Scenario 2: Full Training Script — Passes (APPROVES)

File: trainer.py | Checks passing: 4/4

import torch
import wandb
from pathlib import Path

# Seeds
torch.manual_seed(42)
np.random.seed(42)

# Tracking
wandb.init(project="my-exp", config=cfg)

# Device
device = torch.device("cuda" if torch.cuda.is_available() else "cpu")

# Paths — no hardcoded absolute paths
data_dir = Path(os.environ.get("DATA_DIR", "data/"))

Hook: approves silently.


Scenario 3: Test File (SKIPS)

File: test_dataset.py

import pytest
import torch
from src.data.dataset import MyDataset

def test_dataset_length():
    ds = MyDataset(data_dir="tests/fixtures/")
    assert len(ds) == 10

Hook: filename matches test_ pattern → approves immediately, no audit.

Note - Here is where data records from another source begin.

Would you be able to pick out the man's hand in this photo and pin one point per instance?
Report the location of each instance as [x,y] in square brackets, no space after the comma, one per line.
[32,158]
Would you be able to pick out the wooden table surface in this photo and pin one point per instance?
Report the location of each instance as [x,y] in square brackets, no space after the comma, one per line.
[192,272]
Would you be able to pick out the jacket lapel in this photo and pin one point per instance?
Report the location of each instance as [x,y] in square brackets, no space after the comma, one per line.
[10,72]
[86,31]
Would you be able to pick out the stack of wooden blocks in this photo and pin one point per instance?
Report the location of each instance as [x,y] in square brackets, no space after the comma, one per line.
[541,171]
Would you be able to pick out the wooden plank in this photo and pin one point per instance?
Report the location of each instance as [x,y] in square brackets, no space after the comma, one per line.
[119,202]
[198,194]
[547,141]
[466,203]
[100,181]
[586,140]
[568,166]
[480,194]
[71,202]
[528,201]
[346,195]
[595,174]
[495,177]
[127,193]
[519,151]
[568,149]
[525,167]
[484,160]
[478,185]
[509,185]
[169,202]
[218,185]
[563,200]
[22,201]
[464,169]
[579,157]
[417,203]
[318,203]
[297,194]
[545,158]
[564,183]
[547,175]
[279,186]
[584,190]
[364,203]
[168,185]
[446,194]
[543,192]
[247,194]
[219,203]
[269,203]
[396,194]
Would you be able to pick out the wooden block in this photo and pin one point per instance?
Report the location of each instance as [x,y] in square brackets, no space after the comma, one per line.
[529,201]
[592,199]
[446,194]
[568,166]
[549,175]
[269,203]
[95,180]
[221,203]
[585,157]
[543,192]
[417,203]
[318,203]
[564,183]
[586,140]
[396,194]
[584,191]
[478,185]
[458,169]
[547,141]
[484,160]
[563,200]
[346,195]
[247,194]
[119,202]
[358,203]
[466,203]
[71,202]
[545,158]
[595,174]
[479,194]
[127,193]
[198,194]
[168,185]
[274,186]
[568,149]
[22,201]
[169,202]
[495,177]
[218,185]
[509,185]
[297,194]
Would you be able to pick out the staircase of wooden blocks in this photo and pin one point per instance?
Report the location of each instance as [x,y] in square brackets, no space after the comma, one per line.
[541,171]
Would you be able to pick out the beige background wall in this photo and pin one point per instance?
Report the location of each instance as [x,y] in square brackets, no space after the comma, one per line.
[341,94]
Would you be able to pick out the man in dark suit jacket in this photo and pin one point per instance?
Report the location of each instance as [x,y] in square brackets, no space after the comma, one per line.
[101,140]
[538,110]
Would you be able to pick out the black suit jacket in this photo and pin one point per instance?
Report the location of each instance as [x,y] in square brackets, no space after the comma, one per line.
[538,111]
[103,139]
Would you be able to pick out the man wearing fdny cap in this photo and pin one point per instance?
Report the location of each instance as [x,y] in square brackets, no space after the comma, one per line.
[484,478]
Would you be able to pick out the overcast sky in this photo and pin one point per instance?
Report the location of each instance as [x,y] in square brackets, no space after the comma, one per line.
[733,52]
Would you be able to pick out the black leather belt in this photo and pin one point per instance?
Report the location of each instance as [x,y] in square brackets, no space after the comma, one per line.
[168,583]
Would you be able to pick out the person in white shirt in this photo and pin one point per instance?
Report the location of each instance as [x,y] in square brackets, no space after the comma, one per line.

Scenario 4: Hardcoded Path Detected (INTERCEPTS)

File: finetune.py | Checks passing: 2/4 (seed + tracking, but paths fail)

import torch
import mlflow

torch.manual_seed(42)
mlflow.start_run()

model_path = "/home/techknowmad/models/bert-base/"   # ← flagged
data_path = "/Users/admin/datasets/my_corpus/"         # ← flagged

Hook fires:

MLOps gaps: • PATHS → replace /home/techknowmad/models/bert-base/ with Path(os.environ["MODEL_DIR"]) or a config value

→ Proceed as-is, or I'll add these automatically?


Scenario 5: Utility/Helper File (SKIPS)

File: utils/logging_utils.py

import logging
from rich.logging import RichHandler

def setup_logger(name: str, level: int = logging.INFO) -> logging.Logger:
    logging.basicConfig(handlers=[RichHandler()])
    return logging.getLogger(name)

Hook: no ML indicators in content → approves immediately.


Scenario 6: JAX Fine-tuning Script (INTERCEPTS)

File: finetune_jax.py | Checks passing: 0/4

import jax
import jax.numpy as jnp
import optax

model = FlaxBertForSequenceClassification.from_pretrained("bert-base-uncased")
optimizer = optax.adam(learning_rate=2e-5)

Hook fires:

MLOps gaps: • SEED → add key = jax.random.PRNGKey(42) before model init • TRACKING → add wandb.init(project="...", config=cfg) or mlflow.start_run() • PATHS → confirm data paths use os.environ or pathlib • DEVICE → confirm device strategy (jax.devices() aware)

→ Proceed as-is, or I'll add these automatically?